Efficient per sample gradients

fredguth · September 18, 2019, 9:45pm

When we get the loss gradient in pytorch it actually sums the gradients of each sample in the batch. But there are situations when you want to access each sample gradient, perform operation and just after operation to sum or get the mean.

One of such cases is when you want to calculate the fisher matrix of the weights.

I have been on pytorch forums and it seems it does not let you change that behaviour. You get a sum or a mean and that is it.

It is possible, though, to get these per sample gradients but you will need to calculate and keep he gradient of the loss w.r.t. the activations and also keep hidden layers values (Goodfellow 2015).

I was wondering how could I do that with callbacks. My main concern is how to get this gradient w.r.t. activations, which seems something you would add in forward.

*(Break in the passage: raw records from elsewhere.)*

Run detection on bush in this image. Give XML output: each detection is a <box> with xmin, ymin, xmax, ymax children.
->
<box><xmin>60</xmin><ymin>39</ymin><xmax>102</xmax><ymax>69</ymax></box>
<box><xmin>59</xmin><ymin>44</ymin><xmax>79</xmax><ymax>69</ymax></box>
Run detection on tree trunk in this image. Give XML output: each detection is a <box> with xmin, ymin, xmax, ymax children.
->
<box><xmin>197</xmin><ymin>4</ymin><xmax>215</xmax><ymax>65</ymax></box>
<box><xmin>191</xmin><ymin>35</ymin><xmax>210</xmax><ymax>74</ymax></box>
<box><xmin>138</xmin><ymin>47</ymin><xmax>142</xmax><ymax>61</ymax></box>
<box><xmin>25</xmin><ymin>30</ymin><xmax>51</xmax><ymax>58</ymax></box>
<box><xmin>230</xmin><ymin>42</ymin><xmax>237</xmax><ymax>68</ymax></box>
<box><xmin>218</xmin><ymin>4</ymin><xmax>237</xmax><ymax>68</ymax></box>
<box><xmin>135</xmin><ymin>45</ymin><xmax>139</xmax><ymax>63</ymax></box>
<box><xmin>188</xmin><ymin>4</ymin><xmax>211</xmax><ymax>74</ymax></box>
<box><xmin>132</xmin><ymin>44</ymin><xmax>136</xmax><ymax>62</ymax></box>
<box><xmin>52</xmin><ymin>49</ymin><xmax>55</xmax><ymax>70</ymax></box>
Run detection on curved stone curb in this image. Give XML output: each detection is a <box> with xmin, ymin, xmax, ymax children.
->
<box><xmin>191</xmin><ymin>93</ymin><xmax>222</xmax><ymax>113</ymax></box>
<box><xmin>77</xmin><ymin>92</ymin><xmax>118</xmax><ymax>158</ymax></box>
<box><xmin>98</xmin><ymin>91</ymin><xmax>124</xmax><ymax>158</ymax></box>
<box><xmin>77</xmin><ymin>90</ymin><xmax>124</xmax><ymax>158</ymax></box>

But there is no fastai forward callback, is there?

Any suggestions?

Diganta · September 19, 2019, 8:20pm

You should take a look at this paper - https://arxiv.org/abs/1909.01440
Although it doesn’t exactly answer your question but I believe you’ll get some good insights from this.
The GitHub of this paper is also public.

fredguth · September 19, 2019, 10:35pm

Thanks for the suggestion.

I actually know how to calculate the per sample gradients from sum of gradients using https://arxiv.org/abs/1510.01799.

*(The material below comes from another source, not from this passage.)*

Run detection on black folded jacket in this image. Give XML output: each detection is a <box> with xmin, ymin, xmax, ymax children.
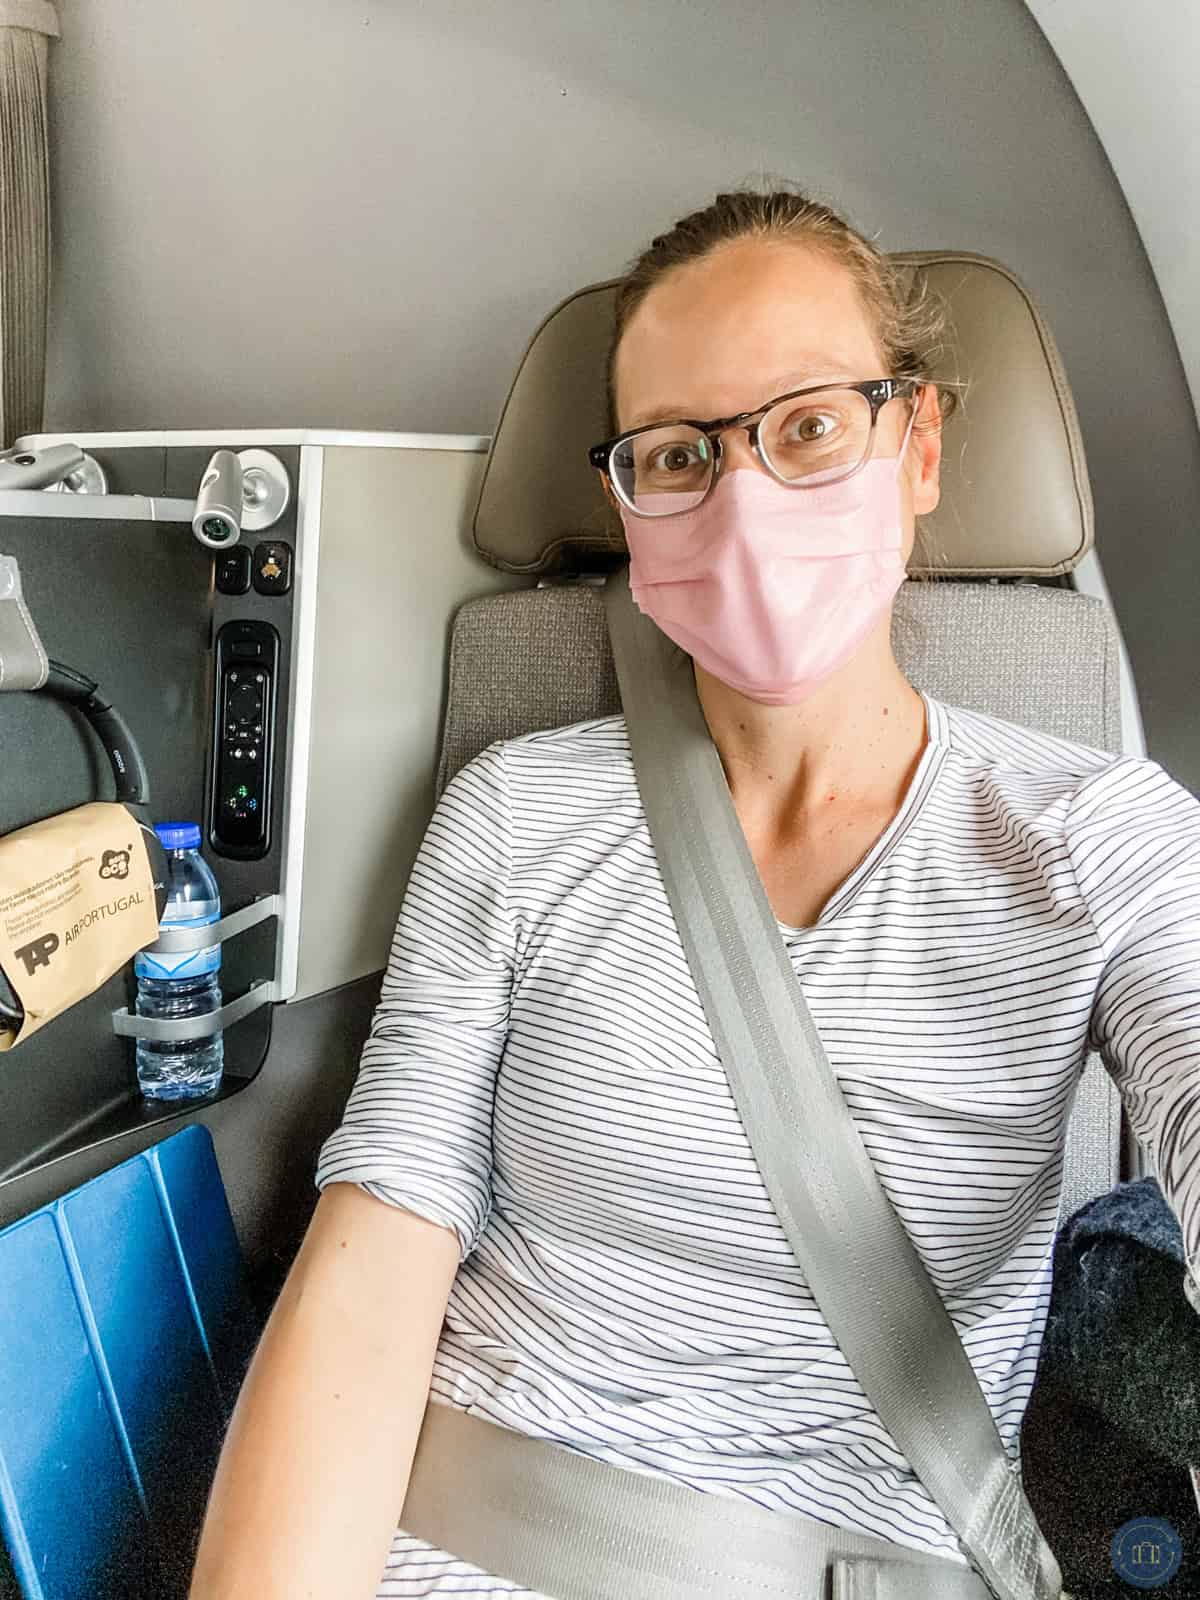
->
<box><xmin>1021</xmin><ymin>1176</ymin><xmax>1200</xmax><ymax>1598</ymax></box>
<box><xmin>1040</xmin><ymin>1176</ymin><xmax>1199</xmax><ymax>1467</ymax></box>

What I don’t know is how to compute the gradient w.r.t the activations in the forward. I was looking for the use of hooks in fastai and decided to watch lessons 10 and 12 v3 (2019). Now, I think I may not need to use this trick… because in the Mixup Callback the loss is computed per sample as I need. I will try that. It is interesting that in the pyTorch forums there is a lot of conversation on this subject and nobody mentioned that you can change the loss reduction to None, what I expect will return the gradients in a tensor, not summed up, as I want.